I went on a bit of a twitter rant about this recently, but I look a the bugs in the core libraries and I’m honestly quite impressed by how few of them there are that are actually critical and how many have straightforward workarounds - often just implementing a different function that checks inputs and short circuits in some way or otherwise behaves differently.
If I was looking to make the situation around bugs in the core libraries better (I think it’s fine, honestly) and I had the time to put in (which I definitely don’t) I would do something like this:
Look at the issues @rupert has collected (It’s a nice and thorough list). Anything that can be fixed with a wrapper function, or can otherwise be improved in pure Elm, put it in a library. Call it “elm-sandpaper” or something because it’s smoothing the rough edges. Also drop some elm-review rules in there that can disallow usage of the core version and suggest the sandpaper version instead. When you’re happy with the implementation, leave a little comment on the relevant issues saying “Hey there are workarounds for this and several other issues that you can find here…”
For things that affect kernel/JS code, JS transformation seems to have been broadly successful, so provide some tools for that, maybe piggyback off of elm-optimize. I’d put big warning labels on it to point out that if you use it to run Elm in places it’s not designed for like phones, electron, etc, there’s no guarantee of continued support.

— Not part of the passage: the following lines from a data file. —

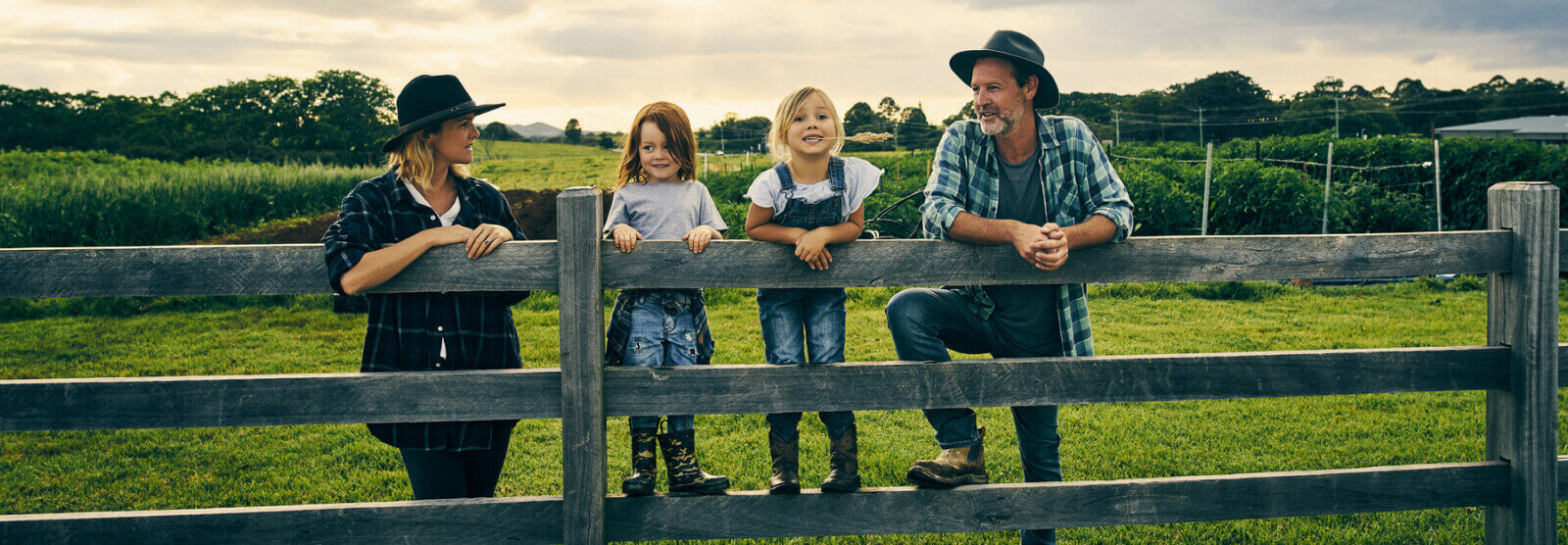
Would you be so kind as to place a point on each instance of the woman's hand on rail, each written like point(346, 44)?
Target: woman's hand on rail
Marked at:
point(485, 238)
point(624, 237)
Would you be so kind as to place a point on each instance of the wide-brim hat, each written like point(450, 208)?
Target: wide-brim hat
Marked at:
point(430, 99)
point(1023, 52)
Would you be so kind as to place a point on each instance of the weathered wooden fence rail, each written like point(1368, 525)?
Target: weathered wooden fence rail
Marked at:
point(1518, 482)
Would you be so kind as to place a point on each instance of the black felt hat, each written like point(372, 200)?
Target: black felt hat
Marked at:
point(431, 99)
point(1024, 55)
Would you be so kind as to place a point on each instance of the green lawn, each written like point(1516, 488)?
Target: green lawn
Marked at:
point(117, 471)
point(543, 167)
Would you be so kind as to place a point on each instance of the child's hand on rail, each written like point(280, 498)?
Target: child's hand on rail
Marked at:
point(698, 238)
point(812, 248)
point(624, 237)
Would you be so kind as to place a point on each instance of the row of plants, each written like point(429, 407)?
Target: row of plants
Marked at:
point(1254, 191)
point(102, 199)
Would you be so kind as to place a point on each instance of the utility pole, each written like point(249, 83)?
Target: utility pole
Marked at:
point(1329, 173)
point(1437, 178)
point(1337, 118)
point(1200, 124)
point(1207, 174)
point(1118, 124)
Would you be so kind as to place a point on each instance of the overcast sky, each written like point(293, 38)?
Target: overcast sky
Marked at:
point(601, 60)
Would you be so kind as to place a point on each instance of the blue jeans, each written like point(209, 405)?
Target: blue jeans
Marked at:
point(663, 332)
point(796, 322)
point(925, 322)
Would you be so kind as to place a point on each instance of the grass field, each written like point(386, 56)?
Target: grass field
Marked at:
point(60, 471)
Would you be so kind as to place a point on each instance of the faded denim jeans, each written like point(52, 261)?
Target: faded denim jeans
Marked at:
point(796, 322)
point(663, 332)
point(925, 322)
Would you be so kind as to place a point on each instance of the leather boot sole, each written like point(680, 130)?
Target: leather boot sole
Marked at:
point(705, 489)
point(637, 489)
point(930, 481)
point(843, 486)
point(784, 487)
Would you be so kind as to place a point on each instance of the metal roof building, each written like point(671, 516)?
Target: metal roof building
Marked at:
point(1548, 128)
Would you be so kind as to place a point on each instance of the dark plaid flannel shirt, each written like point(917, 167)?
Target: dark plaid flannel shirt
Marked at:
point(405, 329)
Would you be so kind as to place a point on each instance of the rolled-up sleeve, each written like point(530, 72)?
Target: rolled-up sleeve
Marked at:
point(945, 196)
point(507, 220)
point(1107, 193)
point(350, 237)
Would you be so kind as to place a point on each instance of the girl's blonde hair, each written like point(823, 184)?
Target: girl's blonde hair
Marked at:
point(776, 135)
point(415, 160)
point(678, 135)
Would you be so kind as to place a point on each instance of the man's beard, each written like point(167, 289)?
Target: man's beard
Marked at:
point(1003, 124)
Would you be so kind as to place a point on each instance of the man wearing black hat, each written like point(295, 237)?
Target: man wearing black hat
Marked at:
point(1008, 177)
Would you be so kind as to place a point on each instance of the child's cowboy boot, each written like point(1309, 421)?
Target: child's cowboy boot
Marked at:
point(786, 464)
point(846, 464)
point(645, 464)
point(686, 473)
point(954, 467)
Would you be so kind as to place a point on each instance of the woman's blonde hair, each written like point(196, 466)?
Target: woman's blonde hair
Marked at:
point(678, 135)
point(416, 160)
point(776, 135)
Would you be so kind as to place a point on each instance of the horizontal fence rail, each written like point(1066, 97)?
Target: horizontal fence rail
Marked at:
point(342, 398)
point(533, 265)
point(758, 514)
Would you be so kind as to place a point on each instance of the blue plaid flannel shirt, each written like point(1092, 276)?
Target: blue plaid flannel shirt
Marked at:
point(1079, 183)
point(405, 329)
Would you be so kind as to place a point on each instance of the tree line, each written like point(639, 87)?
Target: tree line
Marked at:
point(1217, 107)
point(1227, 105)
point(336, 117)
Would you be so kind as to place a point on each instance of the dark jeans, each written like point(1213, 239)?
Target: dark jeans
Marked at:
point(439, 474)
point(925, 322)
point(796, 322)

For any significant doc issues, write some nice tutorials that point out important caveats to the docs. Brand them under the same “elm-sandpaper” project. It’s not the primary source, but most developers start with tutorials before API docs, and if these things are common knowledge in the community, people will easily find fixes, particularly if there’s a well-known set of folks providing those answers.
All this is not to say that I think folks shouldn’t fork the compiler if they want to. If that seems like a nice solution to you, or an interesting space to work in, go for it. To me, it looks like there are much simpler solutions available with far less overhead.